Что представляют собой те йоты и мельчайшие частицы, которые готовят почву для последующей дивергенции? Один из возможных и очевидных вариантов это то, что определенного рода селективное давление влияет на одну лишь популяцию, не затрагивая другой. Эволюционная реакция на подобный отбор приводит к генетическому изменению. А дальше этот измененный генный пул может влиять на дальнейший ход эволюции.

Проверять этот еще более специфический сценарий в лабораторных условиях – задача несложная, но требующая много времени. Помещайте изначально идентичные популяции в разные условия на протяжении многих поколений. Затем, как только они адаптируются к разным условиям, подвергните их всех схожим новым селективным условиям и пронаблюдайте, станут ли они адаптироваться одинаково или же их эволюционировавшие различия заставят их приспосабливаться по-разному.

Следует отметить, что было проведено на удивление мало подобных исследований, и результаты оказались разнородными. В одних исследованиях популяции, несмотря на свои изначальные различия, стали со временем очень похожи, и прежние различия стерлись. Но в других экспериментах популяции не конвергировали, несмотря на то, что пребывали в одинаковых условиях. Другими словами, они демонстрируют фирменный знак контингентности: то, что произошло в прошлом, влияет на то, что случится в будущем. И несложно применить выводы данных исследований к гулдовским мельчайшим частицам: эволюционная адаптация, реагирующая на прошлые события, может повлиять на последующий курс эволюции.

Но для того чтобы дивергировать генетически, двум популяциям необязательно оказываться в разном окружении.
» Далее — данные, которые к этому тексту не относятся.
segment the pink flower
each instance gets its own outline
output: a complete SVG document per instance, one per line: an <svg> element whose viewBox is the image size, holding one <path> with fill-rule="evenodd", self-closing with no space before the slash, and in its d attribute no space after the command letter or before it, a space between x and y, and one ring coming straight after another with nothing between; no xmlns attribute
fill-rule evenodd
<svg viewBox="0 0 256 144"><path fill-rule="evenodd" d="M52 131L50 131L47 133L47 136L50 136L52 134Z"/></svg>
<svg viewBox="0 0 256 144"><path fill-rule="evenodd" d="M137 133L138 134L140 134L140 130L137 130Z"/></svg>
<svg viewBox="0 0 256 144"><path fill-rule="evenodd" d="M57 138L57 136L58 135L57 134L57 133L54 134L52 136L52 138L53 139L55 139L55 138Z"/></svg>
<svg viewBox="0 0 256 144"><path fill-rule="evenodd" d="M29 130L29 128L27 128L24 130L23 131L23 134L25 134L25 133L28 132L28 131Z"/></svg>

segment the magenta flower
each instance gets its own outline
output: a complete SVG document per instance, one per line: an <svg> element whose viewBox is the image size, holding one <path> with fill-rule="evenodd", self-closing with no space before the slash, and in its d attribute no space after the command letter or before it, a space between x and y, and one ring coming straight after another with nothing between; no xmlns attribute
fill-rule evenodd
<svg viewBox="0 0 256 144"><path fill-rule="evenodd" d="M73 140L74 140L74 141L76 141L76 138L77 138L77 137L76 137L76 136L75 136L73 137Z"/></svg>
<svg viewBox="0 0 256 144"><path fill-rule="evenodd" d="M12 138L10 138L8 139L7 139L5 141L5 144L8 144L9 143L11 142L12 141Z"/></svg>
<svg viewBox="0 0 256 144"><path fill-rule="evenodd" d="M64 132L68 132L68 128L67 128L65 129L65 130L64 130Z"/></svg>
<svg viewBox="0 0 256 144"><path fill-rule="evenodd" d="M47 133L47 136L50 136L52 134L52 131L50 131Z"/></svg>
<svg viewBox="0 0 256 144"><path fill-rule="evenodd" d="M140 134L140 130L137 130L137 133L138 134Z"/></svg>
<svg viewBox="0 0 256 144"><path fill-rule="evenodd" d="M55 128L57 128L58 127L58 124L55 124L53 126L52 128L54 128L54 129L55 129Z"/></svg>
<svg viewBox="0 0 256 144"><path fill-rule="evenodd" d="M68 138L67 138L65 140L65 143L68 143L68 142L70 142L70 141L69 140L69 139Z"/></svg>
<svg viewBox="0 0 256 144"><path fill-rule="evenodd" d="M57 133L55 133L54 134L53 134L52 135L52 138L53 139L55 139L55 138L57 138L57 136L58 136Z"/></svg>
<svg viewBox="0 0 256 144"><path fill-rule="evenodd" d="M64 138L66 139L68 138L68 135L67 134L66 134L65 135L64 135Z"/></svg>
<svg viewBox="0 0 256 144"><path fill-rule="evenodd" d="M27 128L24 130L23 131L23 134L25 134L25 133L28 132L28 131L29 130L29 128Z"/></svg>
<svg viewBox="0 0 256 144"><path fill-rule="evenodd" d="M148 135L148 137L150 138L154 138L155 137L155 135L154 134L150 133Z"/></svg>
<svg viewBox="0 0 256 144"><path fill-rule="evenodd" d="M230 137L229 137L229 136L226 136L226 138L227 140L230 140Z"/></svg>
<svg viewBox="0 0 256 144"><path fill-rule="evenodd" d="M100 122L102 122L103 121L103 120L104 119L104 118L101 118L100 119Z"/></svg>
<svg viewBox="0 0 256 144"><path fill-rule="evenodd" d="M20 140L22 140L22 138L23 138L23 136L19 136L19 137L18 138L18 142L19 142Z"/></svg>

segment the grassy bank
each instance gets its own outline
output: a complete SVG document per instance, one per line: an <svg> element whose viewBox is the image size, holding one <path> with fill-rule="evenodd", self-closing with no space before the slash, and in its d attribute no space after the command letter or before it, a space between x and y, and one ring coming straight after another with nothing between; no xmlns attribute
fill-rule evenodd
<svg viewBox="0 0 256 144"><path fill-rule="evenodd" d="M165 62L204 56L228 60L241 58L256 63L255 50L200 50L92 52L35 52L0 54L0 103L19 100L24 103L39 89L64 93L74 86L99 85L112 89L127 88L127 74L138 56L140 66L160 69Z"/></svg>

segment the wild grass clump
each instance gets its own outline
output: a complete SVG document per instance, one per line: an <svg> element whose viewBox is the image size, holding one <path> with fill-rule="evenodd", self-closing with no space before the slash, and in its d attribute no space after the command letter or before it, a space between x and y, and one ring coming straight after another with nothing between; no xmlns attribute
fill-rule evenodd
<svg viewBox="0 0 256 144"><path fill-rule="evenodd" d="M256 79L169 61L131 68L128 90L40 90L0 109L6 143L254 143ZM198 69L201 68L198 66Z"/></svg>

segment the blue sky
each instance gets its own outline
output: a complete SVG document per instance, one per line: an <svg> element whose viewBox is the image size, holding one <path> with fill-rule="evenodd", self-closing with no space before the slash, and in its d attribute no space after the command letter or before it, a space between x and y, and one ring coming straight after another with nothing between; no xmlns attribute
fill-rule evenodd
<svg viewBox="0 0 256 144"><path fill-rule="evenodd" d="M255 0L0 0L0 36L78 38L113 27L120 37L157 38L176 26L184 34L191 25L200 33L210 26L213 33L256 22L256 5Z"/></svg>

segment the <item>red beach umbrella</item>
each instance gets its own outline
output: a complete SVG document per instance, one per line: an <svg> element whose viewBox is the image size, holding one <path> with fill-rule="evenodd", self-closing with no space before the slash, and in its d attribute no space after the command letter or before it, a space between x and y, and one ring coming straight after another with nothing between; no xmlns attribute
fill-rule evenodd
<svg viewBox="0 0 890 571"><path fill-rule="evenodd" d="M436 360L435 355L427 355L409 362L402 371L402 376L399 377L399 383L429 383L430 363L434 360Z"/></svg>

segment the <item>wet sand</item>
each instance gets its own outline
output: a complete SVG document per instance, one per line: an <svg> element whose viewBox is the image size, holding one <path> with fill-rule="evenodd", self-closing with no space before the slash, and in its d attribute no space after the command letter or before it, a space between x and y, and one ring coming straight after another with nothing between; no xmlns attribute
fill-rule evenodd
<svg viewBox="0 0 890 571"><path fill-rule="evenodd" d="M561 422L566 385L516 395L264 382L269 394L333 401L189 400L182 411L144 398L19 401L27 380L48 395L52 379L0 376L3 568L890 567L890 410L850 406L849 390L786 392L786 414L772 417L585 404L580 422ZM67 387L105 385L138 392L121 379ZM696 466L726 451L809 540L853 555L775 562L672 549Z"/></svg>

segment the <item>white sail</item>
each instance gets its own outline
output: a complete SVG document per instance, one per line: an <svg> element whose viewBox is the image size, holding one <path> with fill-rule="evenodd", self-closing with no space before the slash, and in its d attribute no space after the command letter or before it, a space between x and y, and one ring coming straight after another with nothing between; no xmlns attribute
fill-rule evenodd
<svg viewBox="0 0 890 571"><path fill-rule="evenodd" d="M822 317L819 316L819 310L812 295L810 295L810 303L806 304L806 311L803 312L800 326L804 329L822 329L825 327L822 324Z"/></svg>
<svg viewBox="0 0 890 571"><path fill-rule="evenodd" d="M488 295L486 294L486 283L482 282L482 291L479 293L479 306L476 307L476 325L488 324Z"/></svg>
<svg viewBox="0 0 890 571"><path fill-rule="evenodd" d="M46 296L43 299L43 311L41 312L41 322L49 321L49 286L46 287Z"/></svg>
Даже те популяции, которые испытывают похожие селективные воздействия, могут адаптироваться не совсем одинаково. Как мы уже обсуждали с вами в десятой главе, эволюционные эксперименты в области микробиологии показывают, что даже несмотря на то, что генетические изменения зачастую довольно похожи (там часто задействован один ген), конкретные изменения на уровне ДНК обычно отличаются от популяции к популяции. Возможно ли, что подобные крошечные генетические различия могут предрасположить популяции эволюционировать в будущем по-разному?